From concrete and steel to bricks and bamboo, the materials used to construct the buildings people live and work in are wide and varied.
As technology develops at a rapid pace it's perhaps counterintuitive to think that timber, a material which has been used in buildings for thousands of years, could have a role to play in the future. The reality, however, is a little different.
In Vancouver, Canada, timber has played a crucial part in the construction of a building called Ronald McDonald House. Opened in 2014 and located within the grounds of the BC Children's Hospital, it provides accommodation for the families of children being treated for serious illnesses.
The building was designed by Michael Green Architecture (MGA) and its founder and principal told CNBC's Sustainable Energy that it used a material called cross-laminated timber, or CLT.
"And what it is, is taking small pieces of wood, gluing them together at right angles to each other to make these giant panels, ten feet wide, sixty feet long, massive panels," Michael Green explained.
"And what that does, by making them so big, is it allows us to tilt-up and build this building very quickly, very efficiently and very robustly, which is what we want to do. It's a building that we want to last for centuries."

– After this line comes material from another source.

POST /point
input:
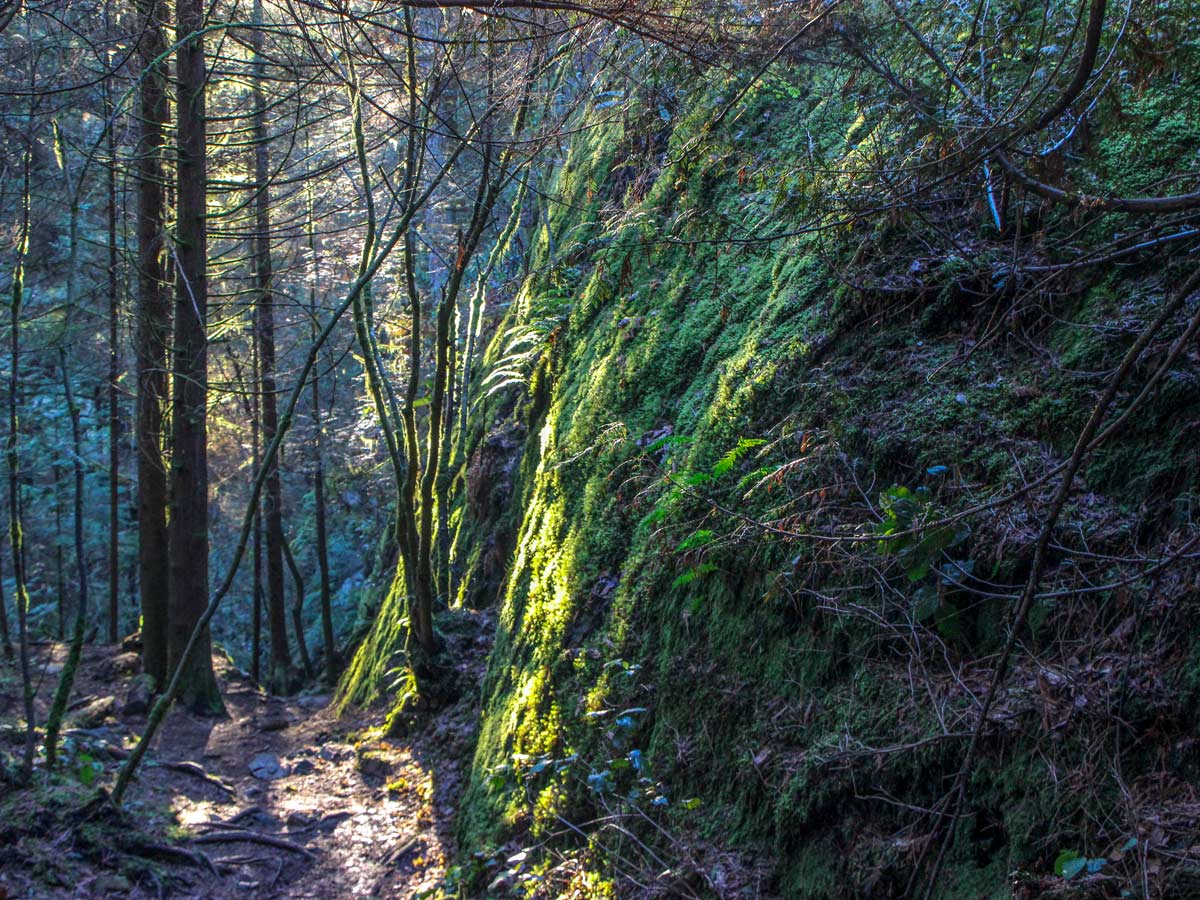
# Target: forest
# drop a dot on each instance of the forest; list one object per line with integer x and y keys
{"x": 720, "y": 449}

The exterior of the wood used to construct Vancouver's Ronald McDonald House has been wrapped in brick to protect it from the elements.
It's the latest in a number of interesting structures using timber that have been developed in the last few years.
These include the 85.4 meter (a little over 280 feet) tall Mjøstårnet building in Norway and Daramu House in Sydney, Australia. The construction of both of these buildings used a combination of glue-laminated timber, known as glulam, and cross-laminated timber.
Back in Canada, MGA's Michael Green sought to emphasize the potential environmental benefits of using timber in the construction process.
"Forestry is a complicated animal and (in) different parts of the world, in some places it's not sustainable, we're not replanting at a fast rate," he said.
"But when we get it right – meaning we're replanting – we can actually create a harmony where we're growing more trees, young trees are sequestering carbon faster than old trees, and we can actually create a cycle of planting trees and using wood that actually captures more carbon than if we just left the forest as a native forest."
As Green notes, the use of timber may be beneficial in terms of capturing carbon. But there are also concerns from some quarters regarding fire safety.
For its part, the Timber Research And Development Association states on its website that: "All forms of construction need to comply with the fire performance requirements laid down by national building regulations."
It adds that, "timber frame dwellings have no difficulty in meeting the required levels, given correct design, standards of manufacture and workmanship," emphasizing the importance of using both internal linings and cavity barriers.
Looking ahead, is it realistic to use wood on large-scale projects? "Increasingly so, it's amazing," Cristina Gamboa, CEO of the World Green Building Council, told CNBC.
"The technology, innovations in the wood industry have enabled cross laminated timber to become a reality and it's … being used in very ambitious projects, which is really interesting to see."